Here's where things get interesting. The thieves return, cut Kassim to pieces and nail them above the cave entrance as a warning. When Ali Baba takes the pieces down to give them a proper burial, the thieves realize that he too knows about the cave and must be silenced. The thieves, who are pretty inept at killing anybody unless he's a nitwit who can't remember two words and basically turns up in their living room, try to follow Ali Baba home and slaughter his household through increasingly elaborate means, finally disguising themselves as an oil merchant's wares and smuggling themselves into his home in barrels. This prompts Morgiana, a clever slave girl in Ali Baba's household, to straight up murder the forty thieves by pouring boiling oil into their barrels.

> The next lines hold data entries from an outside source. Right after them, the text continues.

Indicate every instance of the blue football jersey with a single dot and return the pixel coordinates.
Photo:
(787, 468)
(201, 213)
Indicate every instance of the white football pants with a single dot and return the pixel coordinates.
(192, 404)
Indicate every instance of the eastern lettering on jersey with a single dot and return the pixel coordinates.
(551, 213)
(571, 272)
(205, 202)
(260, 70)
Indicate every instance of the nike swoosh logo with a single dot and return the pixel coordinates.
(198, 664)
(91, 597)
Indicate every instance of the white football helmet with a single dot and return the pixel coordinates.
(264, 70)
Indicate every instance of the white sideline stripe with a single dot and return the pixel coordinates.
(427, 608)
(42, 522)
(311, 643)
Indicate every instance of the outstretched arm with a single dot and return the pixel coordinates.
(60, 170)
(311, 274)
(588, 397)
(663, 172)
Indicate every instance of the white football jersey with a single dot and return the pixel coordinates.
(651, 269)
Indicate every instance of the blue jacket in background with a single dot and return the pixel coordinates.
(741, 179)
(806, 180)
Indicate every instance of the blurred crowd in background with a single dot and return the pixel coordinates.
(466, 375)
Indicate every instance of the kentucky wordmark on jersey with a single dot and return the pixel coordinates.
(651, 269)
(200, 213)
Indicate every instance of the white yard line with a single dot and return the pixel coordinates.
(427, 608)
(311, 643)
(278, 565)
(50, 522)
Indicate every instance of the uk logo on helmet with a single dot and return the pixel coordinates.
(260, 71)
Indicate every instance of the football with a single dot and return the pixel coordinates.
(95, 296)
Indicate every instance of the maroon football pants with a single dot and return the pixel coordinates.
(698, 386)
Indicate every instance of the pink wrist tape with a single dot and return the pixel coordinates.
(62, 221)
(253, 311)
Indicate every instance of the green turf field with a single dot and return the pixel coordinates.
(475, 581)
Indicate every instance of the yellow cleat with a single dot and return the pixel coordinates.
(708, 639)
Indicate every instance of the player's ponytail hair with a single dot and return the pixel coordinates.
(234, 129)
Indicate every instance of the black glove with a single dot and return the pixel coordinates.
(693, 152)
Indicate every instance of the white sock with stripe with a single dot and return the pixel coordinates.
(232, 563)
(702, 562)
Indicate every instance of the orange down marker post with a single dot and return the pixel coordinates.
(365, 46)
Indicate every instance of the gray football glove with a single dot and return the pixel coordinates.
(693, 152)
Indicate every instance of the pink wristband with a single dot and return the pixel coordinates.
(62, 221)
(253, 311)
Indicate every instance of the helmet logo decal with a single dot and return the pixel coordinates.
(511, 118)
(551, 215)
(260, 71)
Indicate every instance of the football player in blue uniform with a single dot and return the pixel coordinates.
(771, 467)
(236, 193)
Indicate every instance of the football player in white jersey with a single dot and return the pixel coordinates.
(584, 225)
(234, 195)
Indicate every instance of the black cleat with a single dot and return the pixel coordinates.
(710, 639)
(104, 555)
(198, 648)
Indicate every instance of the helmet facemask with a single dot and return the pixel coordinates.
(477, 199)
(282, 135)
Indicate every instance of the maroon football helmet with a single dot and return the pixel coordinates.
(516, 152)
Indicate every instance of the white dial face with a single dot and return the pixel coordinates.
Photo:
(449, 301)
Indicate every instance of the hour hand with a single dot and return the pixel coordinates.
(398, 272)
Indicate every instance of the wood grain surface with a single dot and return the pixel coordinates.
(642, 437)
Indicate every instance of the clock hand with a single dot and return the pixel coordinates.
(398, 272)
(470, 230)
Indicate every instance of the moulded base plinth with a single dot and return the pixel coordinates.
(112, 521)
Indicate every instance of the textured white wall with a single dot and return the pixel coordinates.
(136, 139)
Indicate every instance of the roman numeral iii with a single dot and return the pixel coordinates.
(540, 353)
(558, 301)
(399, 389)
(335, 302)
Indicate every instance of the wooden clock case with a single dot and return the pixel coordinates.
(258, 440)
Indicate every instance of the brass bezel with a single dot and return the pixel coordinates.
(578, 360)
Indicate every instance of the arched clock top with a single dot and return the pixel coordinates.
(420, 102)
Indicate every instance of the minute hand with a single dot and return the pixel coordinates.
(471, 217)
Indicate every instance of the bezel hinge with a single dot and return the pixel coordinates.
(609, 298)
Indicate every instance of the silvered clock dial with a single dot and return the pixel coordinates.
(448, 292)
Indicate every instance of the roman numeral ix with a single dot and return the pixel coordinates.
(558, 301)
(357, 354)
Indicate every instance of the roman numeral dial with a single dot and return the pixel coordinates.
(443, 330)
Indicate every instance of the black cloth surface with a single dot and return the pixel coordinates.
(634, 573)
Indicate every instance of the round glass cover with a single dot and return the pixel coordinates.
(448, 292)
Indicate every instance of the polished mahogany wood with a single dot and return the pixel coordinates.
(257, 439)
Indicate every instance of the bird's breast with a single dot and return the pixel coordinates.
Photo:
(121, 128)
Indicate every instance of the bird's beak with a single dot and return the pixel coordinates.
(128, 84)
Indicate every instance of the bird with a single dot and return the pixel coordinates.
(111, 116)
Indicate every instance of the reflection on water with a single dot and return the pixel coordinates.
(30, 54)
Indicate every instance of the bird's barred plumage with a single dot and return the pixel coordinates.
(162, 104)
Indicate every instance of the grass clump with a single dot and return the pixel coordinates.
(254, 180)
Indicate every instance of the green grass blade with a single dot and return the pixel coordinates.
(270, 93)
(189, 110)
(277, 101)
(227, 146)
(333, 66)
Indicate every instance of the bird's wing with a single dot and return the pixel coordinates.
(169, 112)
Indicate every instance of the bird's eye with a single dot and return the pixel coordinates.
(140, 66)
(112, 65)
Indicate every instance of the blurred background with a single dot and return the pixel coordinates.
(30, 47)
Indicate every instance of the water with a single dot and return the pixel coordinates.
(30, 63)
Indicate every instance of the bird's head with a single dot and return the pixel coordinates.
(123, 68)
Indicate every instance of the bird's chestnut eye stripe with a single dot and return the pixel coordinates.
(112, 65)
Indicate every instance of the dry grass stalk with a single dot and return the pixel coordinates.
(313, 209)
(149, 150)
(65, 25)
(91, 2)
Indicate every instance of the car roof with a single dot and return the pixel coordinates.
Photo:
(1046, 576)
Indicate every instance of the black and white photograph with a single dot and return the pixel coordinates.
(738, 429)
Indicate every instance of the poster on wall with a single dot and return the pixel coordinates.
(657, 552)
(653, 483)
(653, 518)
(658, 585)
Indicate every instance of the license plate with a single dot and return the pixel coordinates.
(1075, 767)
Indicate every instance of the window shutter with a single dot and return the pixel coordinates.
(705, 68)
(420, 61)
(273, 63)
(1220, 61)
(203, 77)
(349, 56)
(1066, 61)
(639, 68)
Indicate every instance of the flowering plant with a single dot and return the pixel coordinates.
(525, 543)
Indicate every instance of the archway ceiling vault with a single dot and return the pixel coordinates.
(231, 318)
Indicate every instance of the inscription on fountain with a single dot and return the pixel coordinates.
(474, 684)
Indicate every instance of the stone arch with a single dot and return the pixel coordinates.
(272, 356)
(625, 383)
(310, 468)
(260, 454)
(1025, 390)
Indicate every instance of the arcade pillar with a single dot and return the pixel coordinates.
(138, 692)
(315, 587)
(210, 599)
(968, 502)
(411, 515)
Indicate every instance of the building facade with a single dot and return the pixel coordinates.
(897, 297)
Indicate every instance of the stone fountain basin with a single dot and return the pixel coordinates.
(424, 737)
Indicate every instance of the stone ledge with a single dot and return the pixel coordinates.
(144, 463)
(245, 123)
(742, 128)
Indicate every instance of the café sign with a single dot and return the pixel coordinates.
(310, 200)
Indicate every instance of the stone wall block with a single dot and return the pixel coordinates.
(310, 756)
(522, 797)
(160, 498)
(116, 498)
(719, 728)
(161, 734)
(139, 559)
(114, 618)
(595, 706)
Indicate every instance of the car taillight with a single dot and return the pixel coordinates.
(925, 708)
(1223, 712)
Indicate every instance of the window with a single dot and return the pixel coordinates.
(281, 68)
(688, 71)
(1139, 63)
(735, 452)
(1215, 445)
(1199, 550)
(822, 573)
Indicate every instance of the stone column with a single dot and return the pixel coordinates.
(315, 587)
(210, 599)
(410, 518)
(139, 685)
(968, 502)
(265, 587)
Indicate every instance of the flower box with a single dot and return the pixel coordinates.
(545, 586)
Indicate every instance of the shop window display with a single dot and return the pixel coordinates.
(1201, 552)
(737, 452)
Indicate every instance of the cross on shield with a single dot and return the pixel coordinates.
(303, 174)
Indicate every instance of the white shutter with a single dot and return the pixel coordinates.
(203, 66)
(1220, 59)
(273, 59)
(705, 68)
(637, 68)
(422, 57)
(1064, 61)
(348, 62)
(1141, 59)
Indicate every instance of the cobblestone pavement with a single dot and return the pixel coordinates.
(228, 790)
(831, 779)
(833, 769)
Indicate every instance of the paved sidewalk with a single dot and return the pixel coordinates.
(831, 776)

What is it about Ali Baba that prompts Morgiana to roll up and commit mass murder on his behalf? How far would each of us go to defend our home from invaders? This was the kind of thing director Karl Miller and I set out to explore with my take on the Ali Baba story, Love and Theft. We may not have been able to answer all the above questions completely, but I think we can offer you what few other plays in the DC metro area will: a glorious barbeque fight.
there is a mythological thread in my culture of the simple farmer's boy tricking the devil. For a thousand years the myth has been recast in the light of lutheran missionaries and what the original message was is unclear. I would guess that we equate personifications of evil with stupidity and that innocence and on-your-feet thinking will overcome every time. Like this blog.